Overblog
Suivre ce blog Administration + Créer mon blog

Furioso

Publié le par Yv

Furioso, Carin Bartosch Edström, JC Lattès, 2012 (traduit par Frédéric Fourreau)

Les musiciennes du quatuor Furioso s'isolent sur un îlot privé appartenant à Louise, l'une d'entre elles, premier violon, pour enregistrer leur prochain disque. Mais Louise se blesse juste avant le départ et demande au grand Raoul Liebeskind de la remplacer. Raoul, artiste mondialement reconnu, séducteur impénitent avec qui au moins la moitié du quatuor a couché. Ce huis clos favorise la résurgence de rivalités, d'histoires anciennes. Un soir, un corps sans vie est retrouvé sur l'île. Ebba Shröder, commissaire, est chargée de l'enquête, chargée de trouver qui, parmi les îliens du moment a pu commettre le crime.

Dans la plus pure tradition des romans policiers nordiques. Lenteur, pistes poussées jusqu'au bout même si elles débouchent sur des impasses, point de flic à sixième sens ou à flash. Tout est méthode et travail et la vérité se fait jour, fruit des recherches des uns et des autres, des consultations, des regroupements d'idées. Si vous n'aimez pas le genre, tant pis. Mais si vous avez aimé les Wallander, Erlendur, et autres, stop ! Arrêtez-vous et prenez le temps de savourer ces 587 pages particulièrement fines.

Mais revenons au début. Ce roman ne débute pas comme un polar classique. Les 250 premières pages sont consacrées à la musique classique et surtout aux relations qu'entretiennent ces quatre femmes avec Raoul, entre elles et lui avec elles. Car évidemment, il est au centre de toutes les attentions : lui, la star des violonistes, charismatique, séduisant et séducteur pour user d'un euphémisme. Chaque protagoniste est présenté en détail, ses relations aux autres analysées, scrutées. L'auteure nous fait entrer dans l'intimité de chacun, nous dresse des portraits précis : "Caroline avait posé son violoncelle par terre pour s'attacher les cheveux. Des boucles rebelles retombèrent devant son visage, l'obligeant à renouveler l'opération.

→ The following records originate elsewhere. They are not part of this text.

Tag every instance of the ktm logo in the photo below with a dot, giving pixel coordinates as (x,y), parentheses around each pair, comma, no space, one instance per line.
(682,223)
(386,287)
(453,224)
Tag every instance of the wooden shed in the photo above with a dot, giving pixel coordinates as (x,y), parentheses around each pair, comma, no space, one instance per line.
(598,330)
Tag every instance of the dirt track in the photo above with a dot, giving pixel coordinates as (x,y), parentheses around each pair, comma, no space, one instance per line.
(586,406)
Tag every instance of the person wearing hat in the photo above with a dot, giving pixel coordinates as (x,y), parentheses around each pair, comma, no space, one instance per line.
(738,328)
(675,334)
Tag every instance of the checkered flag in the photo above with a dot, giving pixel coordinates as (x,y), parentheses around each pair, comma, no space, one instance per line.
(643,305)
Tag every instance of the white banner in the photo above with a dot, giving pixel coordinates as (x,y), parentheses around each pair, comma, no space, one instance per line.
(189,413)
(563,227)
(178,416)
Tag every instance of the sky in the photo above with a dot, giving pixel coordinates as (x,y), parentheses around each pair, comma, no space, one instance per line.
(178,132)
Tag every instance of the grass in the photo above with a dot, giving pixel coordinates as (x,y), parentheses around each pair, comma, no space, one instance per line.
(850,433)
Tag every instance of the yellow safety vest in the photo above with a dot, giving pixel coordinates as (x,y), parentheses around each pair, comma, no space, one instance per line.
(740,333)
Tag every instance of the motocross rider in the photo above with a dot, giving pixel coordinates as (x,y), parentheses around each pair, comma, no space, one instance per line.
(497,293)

Elle tourna la tête d'un mouvement svelte, si bien que son cou s'étira, puis, quand elle passa les bras derrière sa nuque, sa poitrine ronde se souleva, ce qui eut pour effet de faire remonter le bas de son T-shirt, découvrant, l'espace d'une seconde, l'anneau en argent qu'elle portait au nombril." (p.73)

(Peut-on dire d'un geste ou d'un mouvement qu'il est "svelte" ? Ou parler de "coopérativité", p.405 ?)

On pourrait juger qu'elle fait trop dans le détail, qu'elle dilue le texte, mais même moi qui ne suis pourtant pas fan des pavés -et ça, c'est une vraie litote-, je n'ai jamais eu cette idée en lisant, je trouvais que tout se mettait en place lentement, un peu comme si j'étais avec ces femmes et Raoul pendant leur séjour. Un roman d'atmosphère à la Agatha Christie ou à la Georges Simenon qui savaient magnifiquement s'introduire dans la vie intime de leurs personnages et créer une tension seulement avec cela. A tel point d'ailleurs, que dans Furioso, on sait qu'il va y avoir un mort, mais pendant ces 250 premières pages, on ne sait pas qui ! Tout le monde pourrait y passer, tué par n'importe lequel des autres. Un petit aparté pour remercier ici le ou la concepteur(trice) de la 4ème de couverture, pour une fois exactement comme il faudrait qu'elles soient toutes : tentantes sans en dire trop !

Et puis, le cadavre apparaît -mais je ne vous dirai pas qui- et Ebba Shröder aussi avec Vendela, sa collègue. Alors, l'écheveau des relations entre tous déjà très emmêlé se complique encore. Jusqu'au bout j'étais bien incapable de trouver le ou la coupable : tous à mes yeux étaient suspects avec de bons motifs. Dans cette seconde partie du roman, CB Edström nous présente sa commissaire, intimement, comme elle l'avait fait avec les musiciens. Sa vie privée (assez terne, classique), sa vie professionnelle et ses relations avec ses collègues. M'est avis que Ebba Shröder pourrait revenir dans d'autres enquêtes. Sincèrement, j'adorerais ! Rendez-vous compte quand même qu'à propos de ce bouquin, j'ai parlé de H. Mankell, de A. Christie, de A. Indridason et de G. Simenon ! Et tout cela parce qu'ils me sont venus spontanément à l'esprit pendant ma lecture. Comment alors pourrais-je patienter, ou plutôt, comment alors vais-je pouvoir attendre plus longtemps la suite des aventures d'Ebba ? Et d'ailleurs y en aura-t-il une ?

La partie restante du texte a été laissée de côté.